Are you ready to retire?  Are you about to retire or start collecting Social Security?  Are you aware of how Social Security can affect you in your retirement?  Well Social Security was originally designed to be a supplement in retirement but in today’s reality people rely on it more than it was intended to be relied upon.  So what is the purpose of Social Security in general?

First it is not just for retirement purposes as it is also a disability benefit for working individuals.  In order to qualify for Social Security disability according to the fund itself you must be unable to work, “because of a physical or mental condition that is expected to last at least one year or result in death.”  If you meet those conditions and have worked the required quarters according to your age you may be eligible for Social Security disability.  But do not solely rely on this benefit in the event you become disabled as it is a very difficult benefit to get and you must prove to the Social Security Administration that you meet the definition of a disabled individual.  And it will also pay benefits to spouses and children of a recipient as well as those for a deceased worker.

If you take your Social Security retirement benefits early you will receive a reduced amount for the remained of your life and that of your spouses if you do indeed take the benefit at age 62.  If you want to receive the maximum benefit from Social Security and you were born after 1960 you need to work until your full retirement age of 67.  And if you delay the benefits until age 70 you will really maximize the benefit as it will add approximately 24% to your monthly payment.  But if you want to start receiving the benefits at age 62 you will receive about 70% of your retirement benefit that would have been paid at age 67.  And there are tax consequences if you take your benefits at an age prior to your retirement age in the fact that for every $2 earned over $15,120 for 2013 your benefits will be reduced $1 and it could result in lower benefit payments for the rest of your life.  If you wait until your full retirement age you are not limited to what you may earn as it will not affect your benefits but there are restrictions on earning in the year you do reach your full retirement age.

In the event you want to delay your retirement to age 70 as I stated you could actually see a fairly dramatic increase in your benefits.  By delaying your benefit payments you could actually increase your payments between 4.9% and 8.3% per year from age 67 to age 70.  Not a bad guaranteed return considering the markets today.  But you need to really plan ahead if you go this route as life expectancy really does come into play here. If you do not think you will live much beyond 70 it may make more sense to take the benefits at 62 or 67 depending on your health, family history and financial situation in general.  But if you are still working why not delay as long as you can and maximize your benefits.

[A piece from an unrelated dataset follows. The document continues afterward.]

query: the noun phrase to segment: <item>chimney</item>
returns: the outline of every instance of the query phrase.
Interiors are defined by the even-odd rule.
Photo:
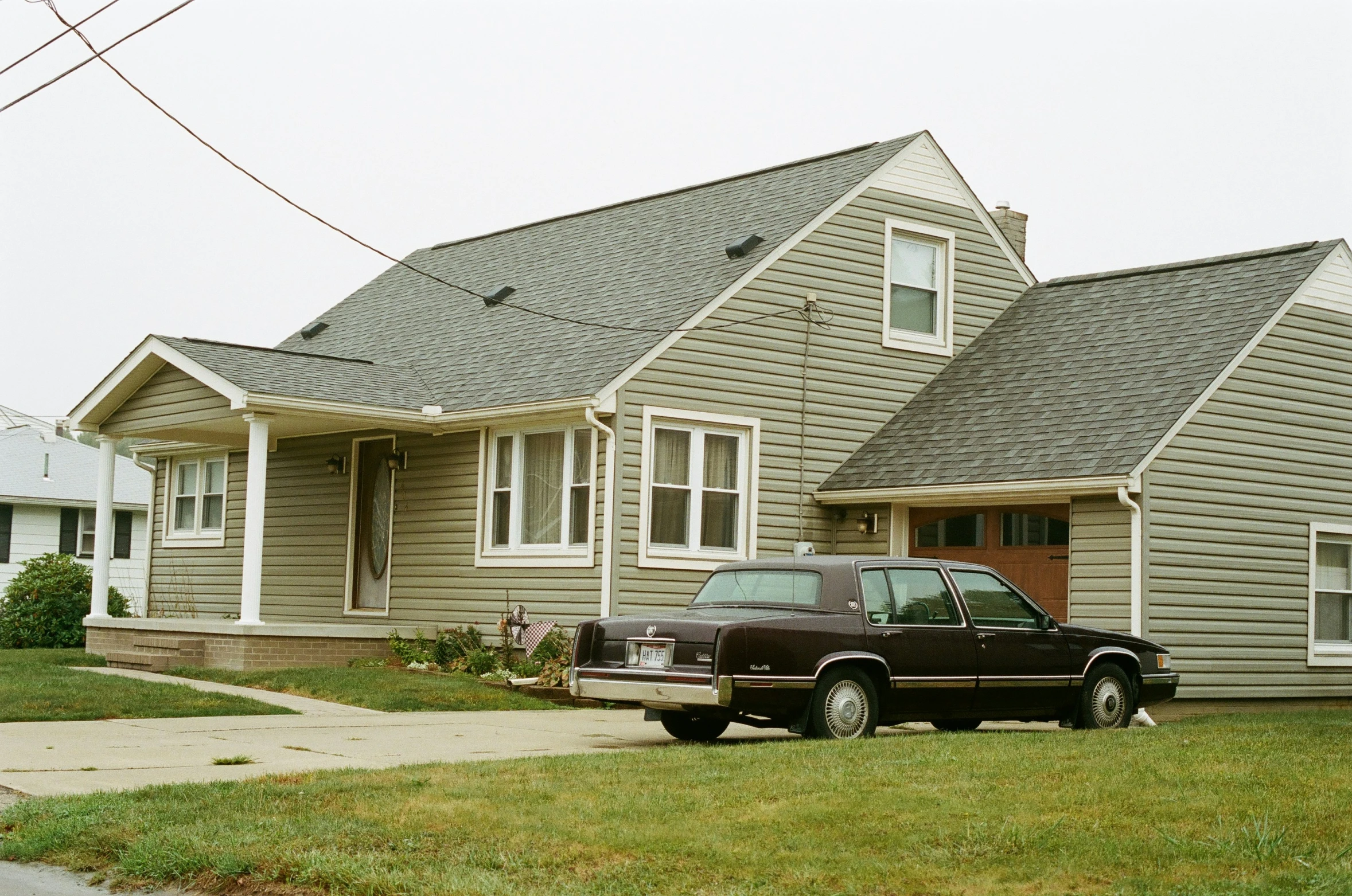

Now if your spouse did not work your spouse is eligible for approximately half of your benefit when you make your declaration.  And in the event of a divorce you get to keep the benefits provided you were married at least ten years prior to the divorce and you do not remarry.  Now let’s say one spouse does not plan on earning more than the $15,120 a year they can take early retirement at age 62 while their spouse continues to work.  Then when the spouse declares and begins to take their benefits the spouse who retired “early” would see a slight deduction from their new benefit when their spouse reaches their full retirement age.  Their new benefit will be the old benefit multiplied by 30%, then subtract that from half of their spouses benefit and you will get the new monthly benefit.

Now those are just some of the strange workings of Social Security so always check with a professional or the Social Security Administration for clarification and how current laws affect these benefits.  With proper planning Social Security can be a very valuable aid in your retirement plans.